Après le bac j’ai voulu faire de l’informatique. Étant donné que je ne pouvais pas avoir des bonnes études informatiques dans mon pays, j’ai opté pour l’étranger, un pays asiatique de préférence. L’Inde parce que le coût des études et frais de subsistance est très bas pour quelqu’un venant d’Afrique et n’ayant pas de bourse. Et aussi à cause du bon niveau et la bonne réputation informatique.

Raphaël, Congolais, étudiant en sciences physiques appliquées, explique :

Les études sont moins chères et ici j’ai la facilité de faire tout ce que je veux en Information Technologie sans trop d’acrobaties.

Ces attentes expliquent les frustrations lorsque la qualité de l'enseignement n’est pas au rendez-vous.

Yannick, Camerounais, étudiant à l'Université de Pune:

Par exemple, vous vous rendez dans votre classe pour la première fois et le professeur commence son cours en anglais et soudain il passe au marathi, qui est une langue complètement différente que vous ne pouvez pas comprendre. C’est très drôle et triste à la fois, parce que le médium de l’éducation est l’anglais. Mais la réalité est que, dans la plupart des collèges de Pune, les cours sont donnés en marathi. Et quand vous vous plaignez, et que vous dites au professeur que vous ne suivez pas, soit il vous ignore, soit il dit que c’est juste une minorité (...) Pour être honnête, quand je suis arrivée ici il y a cinq ans, j’avais vraiment des attentes, pas vraiment de grandes attentes, mais des attentes qui, j’en ai peur, n’ont pas été comblées... J’ai été déçu dans une certaine mesure par la qualité de l’enseignement ici et les infrastructures.

Ornella, Congolaise, ne conseillerait pas l’Inde à ses proches :

En ce qui me concerne, je ne me sens pas encore très confortable par rapport à mes études. Je suis en train de suivre une formation qui durera deux ans “en principe”, donc quatre semestres. J’ai déjà fait sept mois et je ne suis pas prête de terminer le premier semestre. Je souhaitais m’inscrire dans une université, mais l’inscription m’a été refusée parce qu’il y a des restrictions par rapport aux facultés pour les étrangers.

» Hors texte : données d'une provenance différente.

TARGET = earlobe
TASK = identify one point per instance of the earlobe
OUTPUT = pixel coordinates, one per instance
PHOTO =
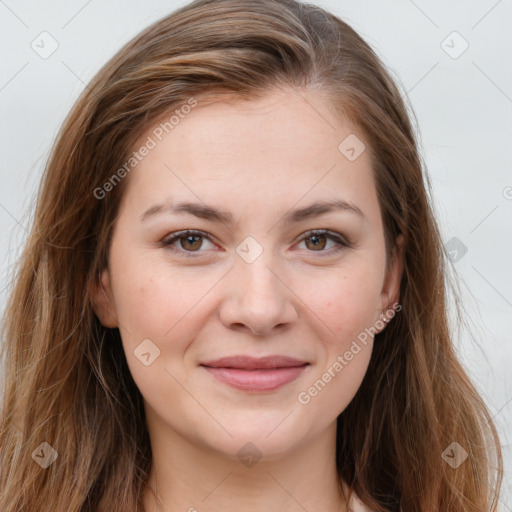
(103, 300)
(391, 289)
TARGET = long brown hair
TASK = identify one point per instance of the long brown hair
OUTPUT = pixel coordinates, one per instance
(66, 381)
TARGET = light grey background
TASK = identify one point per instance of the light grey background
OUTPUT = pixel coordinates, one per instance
(462, 100)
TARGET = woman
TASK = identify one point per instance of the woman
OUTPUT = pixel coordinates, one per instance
(233, 295)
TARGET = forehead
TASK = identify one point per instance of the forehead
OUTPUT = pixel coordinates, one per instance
(283, 146)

A l'époque, aucun n'aborde le sujet du racisme et des difficultés d'intégration dans la société indienne. C'est pourtant une réalité que me frappe dès mon arrivée en Inde. Depuis, la situation a, me semble-t-il, empiré.  Tapez "étudiants africains" et "Inde" dans un moteur de recherche  et vous verrez défiler les billets, nombreux, relatant au mieux un climat de méfiance, au pire des discriminations quotidiennes et actes racistes. Un  exemple édifiant : en Novembre 2013, Dayanand Mandrekar, ministre de l'état de Goa et membre du parti nationaliste hindou (Bharatiya Janata Party) comparait les Nigérians présents dans son état à un cancer.

Promouvoir l'enseignement supérieur indien

Le programme pour la promotion de l’enseignement supérieur indien à l’étranger (Promotion of Indian Higher Education Abroad – PIHEAD) prévoit depuis 2003 la mise en place d’une politique d’immigration favorable aux étudiants étrangers, la création de postes d’Attachés à l’Éducation dans les ambassades pour promouvoir les études en Inde, des structures d'accueil pour les étudiants étrangers sur le territoire indien.

Le programme financerait également des campagnes d’information au Moyen-Orient, en Asie du Sud-est et en Afrique.

Les 8 et 9 avril 2008 se déroulait à New Delhi le premier sommet Inde - Afrique. Deux jours durant, les autorités indiennes et des représentants du continent africain ont débattu des modalités d’un avenir commun entre les deux aires géographiques.  Le premier ministre indien annonçait alors une augmentation du nombre de bourses accordées aux étudiants africains. En 2010, l’Indian Council for Cultural Relations, institution publique en charge de ce plan d'action proposait sur son site 249 bourses aux étudiants africains, en 2013 : 900.